Wie der Gladbacher das Spiel Lautern erlebte

Oliver Trust

Oliver Neuville hatte den Kopf gesenkt. Er blickte nicht nach links, nicht nach rechts, er wollte jetzt nicht angesprochen werden. Es waren die Sekunden nach dem Spiel, Mönchengladbach, seine Mannschaft, hatte verloren, auf den Rängen im Stadion auf dem Betzenberg pfiffen ihn die Fans lustvoll und ausdauernd aus, was sollte er jetzt irgendjemandem sagen? Genau in diesem Moment kam Ciriaco Sforza herbeigeeilt und umarmte ihn. Und plötzlich blickte Neuville auf. Sein Oberkörper straffte sich, er atmete erkennbar auf. Denn die Fans hörten jetzt langsam auf zu pfeifen, Sforzas Geste war so etwas wie eine Aufforderung an die Zuschauer: Lasst mal gut sein, der arme Kerl hat genug gelitten. Dass er überhaupt hatte leiden müssen, von der ersten Sekunde an sogar, das hatte sich Neuville allerdings selber zuzuschreiben. Der Stürmer hatte am 17. Oktober 2004 beim 2:1- Sieg von Mönchengladbach ein Tor mit der Hand erzielt. Von diesem Moment an galt er in der Pfalz als „Schuft“. Die Fans warteten auf ihre Rache.

Bei jeder Ballberührung, bei jeder Aktion von Neuville pfiffen die Lauterer Anhänger unter den 40 000 Zuschauer, also fast alle.
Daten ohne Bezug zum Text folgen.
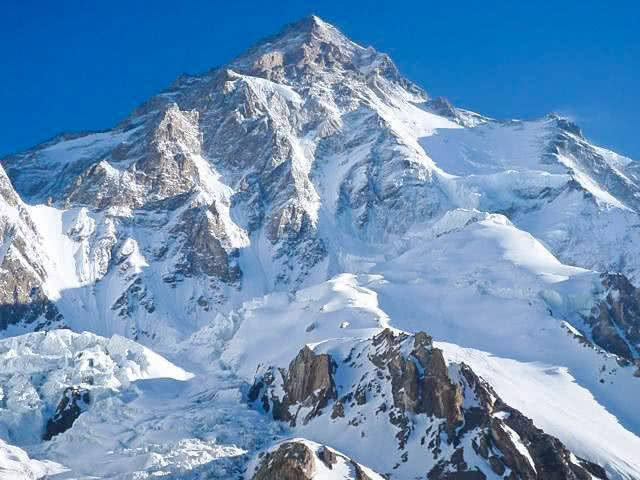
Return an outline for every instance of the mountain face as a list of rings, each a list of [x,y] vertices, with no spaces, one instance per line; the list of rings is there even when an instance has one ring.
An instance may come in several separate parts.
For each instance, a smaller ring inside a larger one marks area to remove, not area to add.
[[[310,17],[0,163],[0,467],[640,478],[640,168],[565,118]]]

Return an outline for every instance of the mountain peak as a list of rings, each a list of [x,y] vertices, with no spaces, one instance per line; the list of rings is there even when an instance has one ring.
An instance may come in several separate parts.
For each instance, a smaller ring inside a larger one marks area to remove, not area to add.
[[[327,56],[331,57],[332,65],[336,61],[343,65],[351,64],[355,54],[365,50],[333,25],[310,15],[258,42],[236,58],[231,68],[269,76],[265,68],[326,64]]]
[[[327,43],[351,42],[338,28],[325,22],[317,15],[308,15],[300,20],[286,25],[279,33],[266,39],[268,42],[274,38],[295,37],[300,34],[311,35],[315,40],[322,40]],[[311,38],[307,38],[310,40]]]
[[[582,135],[582,129],[570,117],[561,115],[559,113],[550,113],[547,115],[547,118],[555,122],[558,128],[577,135],[578,137],[584,138]]]
[[[421,88],[400,74],[388,55],[373,47],[358,45],[315,15],[289,24],[280,33],[262,40],[231,62],[228,68],[286,85],[309,84],[320,77],[331,82],[330,77],[344,73],[383,77],[418,101],[427,98]]]
[[[293,29],[308,30],[308,31],[317,31],[317,30],[322,30],[326,28],[335,29],[333,25],[331,25],[328,22],[325,22],[317,15],[307,15],[306,17],[303,17],[300,20],[289,24],[289,27],[292,27]],[[287,27],[285,27],[285,29],[286,28]]]

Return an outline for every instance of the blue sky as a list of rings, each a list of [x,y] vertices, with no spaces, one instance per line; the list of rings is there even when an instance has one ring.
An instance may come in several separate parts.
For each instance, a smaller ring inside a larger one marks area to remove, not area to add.
[[[315,13],[432,95],[497,118],[564,113],[640,160],[638,3],[4,0],[0,154],[109,128],[178,74]]]

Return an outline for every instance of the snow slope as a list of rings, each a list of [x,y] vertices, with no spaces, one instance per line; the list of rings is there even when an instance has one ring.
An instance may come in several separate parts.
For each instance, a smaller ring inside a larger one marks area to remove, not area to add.
[[[65,471],[54,462],[33,460],[24,450],[0,440],[0,478],[3,480],[36,480]]]

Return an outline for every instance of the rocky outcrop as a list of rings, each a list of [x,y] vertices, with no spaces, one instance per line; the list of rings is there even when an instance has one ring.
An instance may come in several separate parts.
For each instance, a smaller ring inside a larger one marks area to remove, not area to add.
[[[287,397],[292,403],[311,398],[322,408],[329,400],[335,399],[334,370],[335,365],[329,355],[316,355],[305,345],[289,365],[284,383]]]
[[[251,401],[260,398],[265,411],[271,410],[276,420],[289,422],[292,426],[298,421],[306,424],[322,414],[322,409],[329,401],[337,398],[333,379],[335,369],[336,365],[329,355],[317,355],[305,345],[289,364],[288,370],[270,368],[256,380],[249,398]],[[282,398],[278,398],[272,390],[276,381],[281,382],[284,391]],[[303,409],[306,413],[299,419],[298,414]]]
[[[346,476],[345,476],[346,475]],[[261,452],[251,480],[382,480],[351,458],[303,439]]]
[[[429,479],[607,478],[506,405],[469,366],[448,362],[424,332],[386,329],[354,341],[344,357],[304,347],[288,370],[260,375],[250,400],[292,427],[321,422],[336,436],[375,438],[388,455],[374,466],[391,478],[414,472],[405,470],[410,461]]]
[[[396,339],[393,332],[385,330],[374,337],[373,344],[386,348],[370,359],[374,365],[388,370],[395,407],[444,418],[451,436],[463,419],[461,392],[449,378],[442,350],[433,348],[431,337],[419,332],[414,338],[414,348],[406,356],[394,348]]]
[[[590,202],[597,201],[593,194],[590,182],[597,185],[599,189],[609,192],[623,205],[634,209],[640,209],[640,200],[636,194],[639,187],[638,177],[633,172],[633,167],[626,174],[621,174],[620,164],[629,159],[619,157],[611,162],[612,152],[595,147],[583,136],[578,125],[567,118],[557,115],[548,115],[547,118],[553,125],[551,135],[547,139],[547,146],[543,153],[543,159],[550,163],[560,163],[567,168],[574,185],[583,191],[584,198]],[[615,155],[615,154],[613,154]],[[629,161],[629,163],[632,163]],[[613,168],[612,168],[613,166]],[[603,172],[607,172],[603,175]],[[590,181],[585,182],[585,177]],[[635,212],[634,212],[635,213]],[[618,265],[621,271],[626,271],[624,265],[624,251],[618,252],[620,257]],[[610,264],[612,268],[615,264]]]
[[[89,390],[80,387],[67,387],[62,394],[62,399],[56,408],[56,412],[49,419],[42,438],[51,440],[56,435],[69,430],[91,403]]]
[[[22,266],[15,262],[11,263],[11,268],[13,274],[6,277],[0,274],[0,297],[4,300],[0,303],[0,331],[16,324],[33,331],[64,327],[58,308],[43,293],[40,286],[34,286],[37,282],[31,283],[29,272],[25,272]],[[26,291],[22,290],[24,287]]]
[[[303,443],[288,442],[267,453],[253,480],[311,480],[315,471],[313,452]]]
[[[181,278],[204,274],[233,284],[242,277],[238,252],[228,241],[228,232],[215,204],[186,210],[170,234],[184,247],[176,263]]]

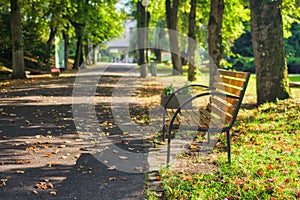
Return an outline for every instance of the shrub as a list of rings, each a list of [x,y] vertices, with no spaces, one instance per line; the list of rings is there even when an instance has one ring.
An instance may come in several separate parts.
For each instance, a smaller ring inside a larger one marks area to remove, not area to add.
[[[300,74],[300,58],[287,58],[288,71],[291,74]]]
[[[237,57],[231,59],[229,62],[232,63],[231,68],[236,71],[244,71],[255,73],[255,64],[253,57]]]

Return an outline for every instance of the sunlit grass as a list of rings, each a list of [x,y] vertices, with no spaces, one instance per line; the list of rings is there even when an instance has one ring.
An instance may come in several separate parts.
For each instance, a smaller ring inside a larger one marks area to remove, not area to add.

Sie verhöhnten Neuville, wenn er den Ball verloren hatte. Oder wenn seine Torschüsse kläglich endeten. Oder wenn ihm ein Fehlpass unterlief. Neuville machte viele Fehler an diesem Nachmittag. Eigentlich sollte er ja Vorbild sein als Kapitän seiner Mannschaft. Aber wer irgendwann nach jedem Fehler resigniert die Schultern hängen lässt, der degradiert sich selbst zum Mitläufer. Ein paar Beispiele nur: 38. Minute: Neuville scheitert bei einem Angriff, die Schultern hängen tief. 45. Minute: Neuville scheitert wieder. Der Blick geht zum Boden.

Immerhin, in der 23. Minute ist er mutig. Er läuft zur Eckfahne, er wird gleich einen Eckball treten. Er läuft direkt seinen Gegnern entgegen. Es hagelt Pfiffe und Schimpfworte. „Es war nicht so schlimm. Damit habe ich gerechnet“, sagte er später. Ein Pflichtsatz.

Die zweite Halbzeit, das gleiche Bild. Kaum einen Zweikampf gewonnen, Torschüsse, die keinen erschreckten. 83. Minute: Neuvilles letzter Schuss an diesem Tag. Furchtbar. Nur einmal lächelte Neuville auf dem Spielfeld: als Sforza ihn umarmte.